Multilevel social determinants of health (SDoH) limit Black patients' access to cancer
genetic services. At the clinic level, Black populations often engage in care with clinics
with limited resources to systematically identify at-risk patients, have no or few genetic
specialists, and, have to outsource genetic services to other, potentially distant,
healthcare systems. At the interpersonal level, primary care providers lack confidence and
knowledge to deliver cancer genetics services9 and genetic specialists may not have
trustworthy relationships with Black patients. At the patient level, Black patients often
face economic, cultural, and educational barriers to genetic services.
There is an urgent need to develop innovative, multi-level, streamlined, and sustainable
system wide solutions to enhance cancer genetic services access and use. Extant standard of
care (SOC) at best resolves patient-level barriers through staff assistance for low literacy,
culturally targeted education materials, and access to free/low-cost services. Our team has
recently implemented an enhanced SOC (SOC+) in underserved clinical settings, which uses
universal standardized hereditary cancer risk assessments (HCRA) to identify at-risk
patients, informs providers about the need for referrals, and provides patient-level
interventions to enhance uptake (e.g., financial assistance, literacy support). Despite
better identification of at- risk patients, uptake of genetic services remains low with a
number of challenges remaining at provider (complexity of and confidence with care) and
clinic levels (time and resource intensive).

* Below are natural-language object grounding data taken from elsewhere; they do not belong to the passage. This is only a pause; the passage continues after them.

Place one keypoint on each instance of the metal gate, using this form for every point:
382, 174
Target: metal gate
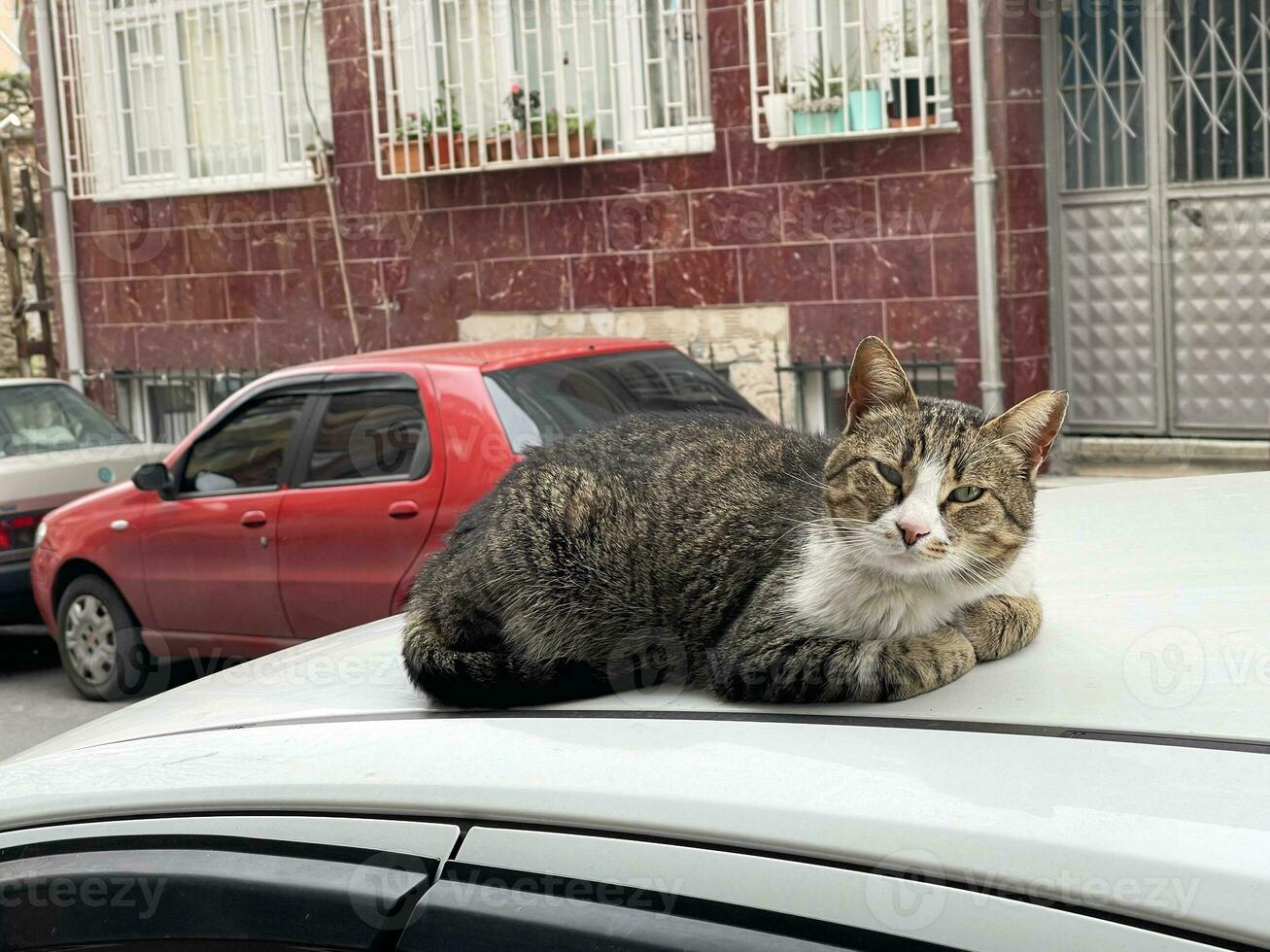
1158, 117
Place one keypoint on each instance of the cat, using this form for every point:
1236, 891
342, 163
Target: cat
748, 560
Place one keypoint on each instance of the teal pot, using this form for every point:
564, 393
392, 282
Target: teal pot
819, 123
865, 110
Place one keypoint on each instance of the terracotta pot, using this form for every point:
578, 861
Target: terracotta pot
433, 153
404, 157
507, 148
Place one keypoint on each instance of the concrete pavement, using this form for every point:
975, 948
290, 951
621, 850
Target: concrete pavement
37, 702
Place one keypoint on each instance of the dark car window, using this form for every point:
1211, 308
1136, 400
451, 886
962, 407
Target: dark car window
542, 402
48, 417
247, 452
367, 435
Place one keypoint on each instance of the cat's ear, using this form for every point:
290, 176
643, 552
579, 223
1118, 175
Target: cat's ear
876, 380
1031, 425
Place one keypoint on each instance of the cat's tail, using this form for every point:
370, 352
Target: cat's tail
472, 669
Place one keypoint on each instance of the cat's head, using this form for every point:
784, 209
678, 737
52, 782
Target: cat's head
927, 488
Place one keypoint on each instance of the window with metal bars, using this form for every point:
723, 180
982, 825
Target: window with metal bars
847, 69
170, 96
460, 85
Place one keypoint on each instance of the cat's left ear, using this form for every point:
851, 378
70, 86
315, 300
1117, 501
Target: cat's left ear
1031, 425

To address these challenges, our proposal will examine the effectiveness and implementation
of an alternative mainstream model of cancer genetic testing (MGT) into primary care. MGT
leverages patients' established relationship with their primary care provider (PCP) and care
team to address provider and clinic-level access issues. Specifically, patients receive risk
assessment and genetic testing in their medical homes, during regular visits, without
referral to a specialist. MGT thus efficiently reduces clinic-level demand for specialists
and referrals to specialty care; leverages trusted patient-provider relationships; and
maintains some benefits of SOC and SOC+ interventions. Past studies on MGT models have
focused primarily on cancer patients in oncology settings; thus, we have limited
understanding of how well MGT may address population- level disparities widely across primary
care sites with higher patient volumes and fewer clinic resources. To address this problem,
we propose to systematically test this alternative approach to reducing racial/ethnic
disparities through a hybrid effectiveness-implementation design. Specifically, we will:
Aim 1. Compare the effectiveness of MGT and SOC+ interventions on the uptake of genetic
testing among Black patients receiving primary care in an urban federally qualified health
center (FQHC) system using a randomized trial study design. Hypothesis: Uptake of testing
will be higher among patients receiving services through MGT compared with SOC+ model.
Aim 2. Evaluate the implementation outcomes (acceptability, feasibility and sustainability)
and the barriers and facilitators of cancer genetic service delivery approaches within
primary care at FQHCs via qualitative interviews with patients, primary care providers and
clinic staff, and organizational leaders, guided by the Explore, Prepare, Implement, Sustain
(EPIS) implementation framework.
Our work offers innovative solutions to increase equitable delivery of cancer prevention
services and overcome major gaps in the implementation of guideline-based care. Our project
leverages: (1) an unique, established, and robust partnership between a federally qualified
health center (FQHC), an academic institution, and specialty health services; and, (2) a
robust, transdisciplinary research team and advisory committee, employed to ensure that the
MGT model provides high quality care and is an acceptable and sustainable model that can work
for other FQHC systems after external funding ends. Successful integration, based on our
hybrid-effectiveness design, will inform the development of best practice solutions for
cancer genetic services delivery in underserved clinical settings. Ultimately, this will
reduce racial disparities in cancer.